Quando se trata de impulsionar foguetes e mísseis, podem ser usadas duas categorias diferentes de propulsor: propulsores líquidos ou sólidos.
Os propulsores sólidos são mais duráveis e mais fáceis de manusear, mas sofrem de flexibilidade relativamente baixa, dificultando a direção e a variação do empuxo.
Enquanto isso, os propulsores líquidos são mais versáteis, porém mais caros, difíceis de manusear e mais propensos a explosões catastróficas, ou como a SpaceX chamou, “desmontagem rápida não programada”.

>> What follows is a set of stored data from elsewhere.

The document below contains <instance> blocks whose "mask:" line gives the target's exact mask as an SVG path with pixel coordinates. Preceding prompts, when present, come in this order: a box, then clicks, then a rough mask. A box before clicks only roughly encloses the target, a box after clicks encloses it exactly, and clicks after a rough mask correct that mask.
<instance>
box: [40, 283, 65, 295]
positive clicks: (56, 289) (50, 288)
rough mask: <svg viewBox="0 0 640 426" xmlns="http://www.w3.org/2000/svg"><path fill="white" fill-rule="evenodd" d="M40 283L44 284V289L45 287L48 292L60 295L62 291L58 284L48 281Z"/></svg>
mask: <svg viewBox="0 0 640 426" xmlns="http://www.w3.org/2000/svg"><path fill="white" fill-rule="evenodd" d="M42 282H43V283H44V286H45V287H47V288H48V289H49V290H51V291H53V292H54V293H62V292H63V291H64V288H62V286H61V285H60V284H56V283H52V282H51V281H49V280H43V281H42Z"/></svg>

Mesmo assim, o desempenho inferior significa que os propulsores sólidos têm sido usados principalmente em mísseis e outros equipamentos militares que exigem produtos químicos seguros e estáveis por décadas em armazenamento. E a tecnologia usada para produzir o propulsor desses foguetes mudou muito pouco nos últimos 60 anos.

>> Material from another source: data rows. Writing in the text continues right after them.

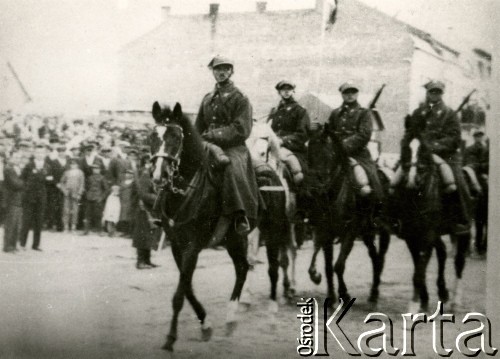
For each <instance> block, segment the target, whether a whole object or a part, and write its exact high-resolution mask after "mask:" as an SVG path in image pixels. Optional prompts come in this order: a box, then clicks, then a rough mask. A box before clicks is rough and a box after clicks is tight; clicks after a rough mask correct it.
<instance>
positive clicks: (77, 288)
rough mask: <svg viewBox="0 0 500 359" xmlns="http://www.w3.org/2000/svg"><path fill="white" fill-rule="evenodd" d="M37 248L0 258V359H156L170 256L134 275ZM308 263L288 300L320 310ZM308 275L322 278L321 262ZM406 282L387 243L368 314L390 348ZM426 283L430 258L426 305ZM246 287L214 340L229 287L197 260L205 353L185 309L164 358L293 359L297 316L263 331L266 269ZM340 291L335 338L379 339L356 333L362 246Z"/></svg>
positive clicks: (298, 356)
mask: <svg viewBox="0 0 500 359" xmlns="http://www.w3.org/2000/svg"><path fill="white" fill-rule="evenodd" d="M447 245H448V246H449V242H447ZM42 248H43V250H44V251H43V252H41V253H39V252H35V251H32V250H27V251H21V252H18V253H17V254H6V253H3V252H2V253H0V293H1V294H0V320H1V322H0V344H1V345H0V358H165V357H167V353H166V352H164V351H162V350H160V347H161V345H162V344H163V343H164V340H165V336H166V333H167V331H168V324H169V320H170V316H171V312H172V309H171V298H172V294H173V292H174V289H175V286H176V284H177V279H178V273H177V269H176V267H175V264H174V262H173V259H172V255H171V253H170V248H167V249H166V250H163V251H161V252H159V253H154V258H153V260H154V261H155V262H157V263H158V264H160V265H161V267H160V268H157V269H153V270H143V271H138V270H136V269H135V267H134V264H135V252H134V250H133V249H132V248H131V242H130V240H128V239H121V238H107V237H99V236H87V237H82V236H77V235H75V236H71V235H63V234H59V233H44V234H43V239H42ZM336 250H337V251H338V249H337V247H336ZM311 253H312V248H311V244H310V243H306V246H305V248H303V249H301V250H300V251H299V257H298V283H297V289H298V293H297V299H299V298H300V297H317V298H318V299H320V298H323V296H324V293H325V284H324V282H323V283H322V284H321V285H319V286H315V285H314V284H313V283H312V282H310V281H309V278H308V276H307V271H306V268H307V266H308V263H309V260H310V257H311ZM259 258H260V259H261V260H262V261H263V262H265V248H261V252H260V254H259ZM319 258H320V257H319ZM319 265H320V267H319V268H320V269H322V268H323V267H322V265H323V264H322V260H320V261H319ZM452 266H453V261H452V260H450V259H449V260H448V262H447V277H448V278H449V279H448V284H449V287H451V283H452V280H451V278H452V274H453V270H452V269H453V267H452ZM485 268H486V262H485V261H484V260H477V259H468V263H467V267H466V270H465V281H464V282H465V289H464V290H465V296H464V297H465V303H464V307H463V308H460V310H459V312H458V313H457V320H456V324H449V326H448V327H446V329H447V331H446V332H445V336H444V341H445V344H446V345H447V346H448V347H450V348H453V347H454V340H455V338H456V336H457V334H458V333H459V332H460V331H463V330H465V329H464V328H465V325H463V324H461V320H462V318H463V313H465V312H467V311H472V310H474V311H478V312H483V313H484V305H485ZM412 270H413V266H412V263H411V259H410V256H409V254H408V251H407V249H406V246H405V244H404V243H403V242H402V241H400V240H397V239H393V240H392V242H391V246H390V248H389V252H388V255H387V258H386V268H385V271H384V274H383V281H382V285H381V288H380V290H381V300H380V304H379V307H378V310H379V311H381V312H384V313H386V314H387V315H388V316H389V317H390V318H391V319H392V320H393V322H394V342H395V345H396V346H399V347H401V345H402V321H401V313H405V312H406V308H407V303H408V300H409V298H410V295H411V292H412V288H411V277H412ZM435 273H436V262H435V258H433V259H432V261H431V263H430V265H429V274H428V279H427V283H428V285H429V288H430V289H429V290H430V295H431V303H435V301H436V300H437V295H436V286H435V279H436V275H435ZM252 276H253V277H252V278H251V279H250V280H251V281H252V283H254V286H253V288H252V290H253V292H254V296H253V304H252V306H250V307H249V308H248V309H247V310H242V311H240V312H239V319H240V320H239V326H238V328H237V330H236V332H235V333H234V335H233V336H232V337H225V335H224V332H225V331H224V319H225V310H226V304H227V300H228V298H229V294H230V292H231V290H232V285H233V280H234V272H233V269H232V264H231V261H230V258H229V256H228V255H227V253H226V252H225V251H214V250H205V251H203V252H202V254H201V257H200V260H199V262H198V268H197V271H196V273H195V278H194V288H195V292H196V293H197V295H198V297H199V299H200V301H201V302H202V303H203V304H204V306H205V309H206V310H207V312H208V313H209V316H210V318H211V321H212V322H213V324H214V336H213V338H212V340H211V341H210V342H202V341H201V340H200V335H199V324H198V323H197V321H196V318H195V316H194V312H193V311H192V309H191V308H190V307H189V305H188V304H187V303H185V305H184V309H183V312H182V314H181V317H180V322H179V340H178V341H177V343H176V347H175V349H176V351H175V357H177V358H297V357H299V356H298V355H297V353H296V347H297V336H298V334H299V328H300V327H299V325H300V323H299V320H298V319H297V317H296V315H297V314H298V309H297V306H296V305H295V304H293V303H289V304H286V303H281V305H280V309H279V312H278V314H277V318H276V319H277V323H276V325H274V326H273V325H272V323H271V322H270V316H269V314H268V312H267V307H268V303H269V300H268V293H269V280H268V278H267V263H263V264H260V265H258V266H257V267H256V269H255V272H254V273H253V274H252ZM346 279H347V283H348V286H349V290H350V294H351V295H352V296H353V297H356V298H357V300H356V302H355V304H354V306H353V308H352V309H351V311H350V312H349V314H348V315H347V316H346V317H345V318H344V319H343V322H342V326H343V328H344V329H345V331H346V333H347V334H348V335H350V336H352V338H354V341H355V340H356V339H357V337H358V336H359V335H360V334H361V333H362V332H364V331H366V330H369V329H373V328H375V327H378V325H375V326H373V325H372V326H369V325H368V324H364V323H363V320H364V318H365V316H366V315H367V314H368V313H369V311H368V310H369V309H368V307H367V305H366V300H367V296H368V293H369V286H370V281H371V263H370V261H369V257H368V255H367V253H366V249H365V247H364V246H363V244H362V243H361V242H356V244H355V246H354V249H353V252H352V254H351V257H350V258H349V260H348V263H347V269H346ZM280 293H281V285H280ZM431 308H433V307H432V305H431ZM434 308H435V305H434ZM445 311H446V306H445ZM468 328H469V329H470V327H468ZM415 341H416V345H415V351H416V353H417V357H418V358H420V357H422V358H427V357H429V358H434V357H436V354H435V353H434V352H433V350H432V329H431V326H430V325H428V326H427V327H423V329H422V330H417V333H416V336H415ZM374 343H380V341H378V342H377V340H375V341H374ZM328 345H329V352H330V355H332V356H334V357H336V358H339V357H340V358H342V357H349V356H348V355H347V354H345V353H343V352H342V351H341V349H340V348H339V347H338V345H337V344H336V343H334V342H333V341H332V340H330V342H329V344H328Z"/></svg>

Isso não é mais verdade, pois a empresa de impressão 3D Chromatic 3D Materials inventou um novo tipo de propulsor sólido impresso em 3D, que pode mudar radicalmente o que esse tipo de propulsão pode alcançar, sem sacrificar nenhuma de suas vantagens.
Propulsor Sólido vs Líquido
Todos os propulsores de foguete utilizam uma mistura de um químico reativo, rico em energia, e um oxidante, permitindo que essa energia seja liberada de forma controlada.
Os propulsores líquidos armazenam combustível e oxidante separadamente como líquidos, bombeando-os para uma câmara de combustão. Isso permite que o foguete controle o fluxo dos líquidos, possibilitando regular a potência, parar ou reiniciar o motor.
A maioria dos propulsores líquidos são fluidos criogênicos como oxigênio líquido e hidrogênio, ou metano líquido, hidrazina, etc.
Em contraste, o propulsor sólido combina combustível e oxidante em uma única mistura sólida pré‑misturada. Uma vez ignitado, o propulsor é consumido progressivamente na velocidade projetada, sem possibilidade de regular o fluxo, e não pode ser interrompido ou reiniciado.

Fonte: Drishtiias
Isso torna as tecnologias de propulsor sólido inerentemente menos práticas para muitas aplicações que exigem propulsão mais sutil.
Mas elas também possuem algumas vantagens-chave que as mantêm em uso até hoje:
- A mistura sólida é extremamente estável enquanto não for ignitada, podendo permanecer funcional por décadas em condições simples de armazenamento.
- A complexidade mecânica é muito baixa, sem encanamentos, válvulas ou bombas, tornando-a inerentemente mais confiável e menos propensa a falhas inesperadas.
- O design é mais simples, levando a custos menores, especialmente para projetos não reutilizáveis.
Essas diferenças levaram a uma divisão entre as duas tecnologias de propulsor.
Os propulsores sólidos ainda são usados em mísseis, ICBMs e propulsores de foguete de uso único que exigem pouco controle, reduzindo custos e melhorando a segurança.
Os propulsores líquidos são usados em foguetes espaciais e outras missões espaciais, bem como em algumas aplicações militares, como, por exemplo, designs de ICBM russos.
Reinventando os Propulsores Sólidos
Limites dos Propulsores Sólidos Clássicos
Ao construir um foguete de propulsor sólido, o combustível e o oxidante são misturados em uma pasta espessa e despejados diretamente na carcaça pré‑fabricada do foguete. Em seguida, a mistura é curada com calor por dias a semanas, transformando‑a em uma rocha dura e elástica.
Uma grande haste metálica, chamada mandril, costuma ser posicionada no centro do molde antes da fundição e removida após a solidificação, deixando um canal oco para a câmara de combustão. Esse orifício é posteriormente preenchido com a carga de ignição e forma a câmara de combustão.

Fonte: L3Harris
Esse método tem sido testado por mais de 60 anos, mas traz sérias desvantagens.
O primeiro problema é que o método de mistura ainda pode criar pequenas bolhas de ar ou fissuras perto da carcaça. Isso pode causar uma explosão quando o combustível é ignitado, potencialmente em pleno voo.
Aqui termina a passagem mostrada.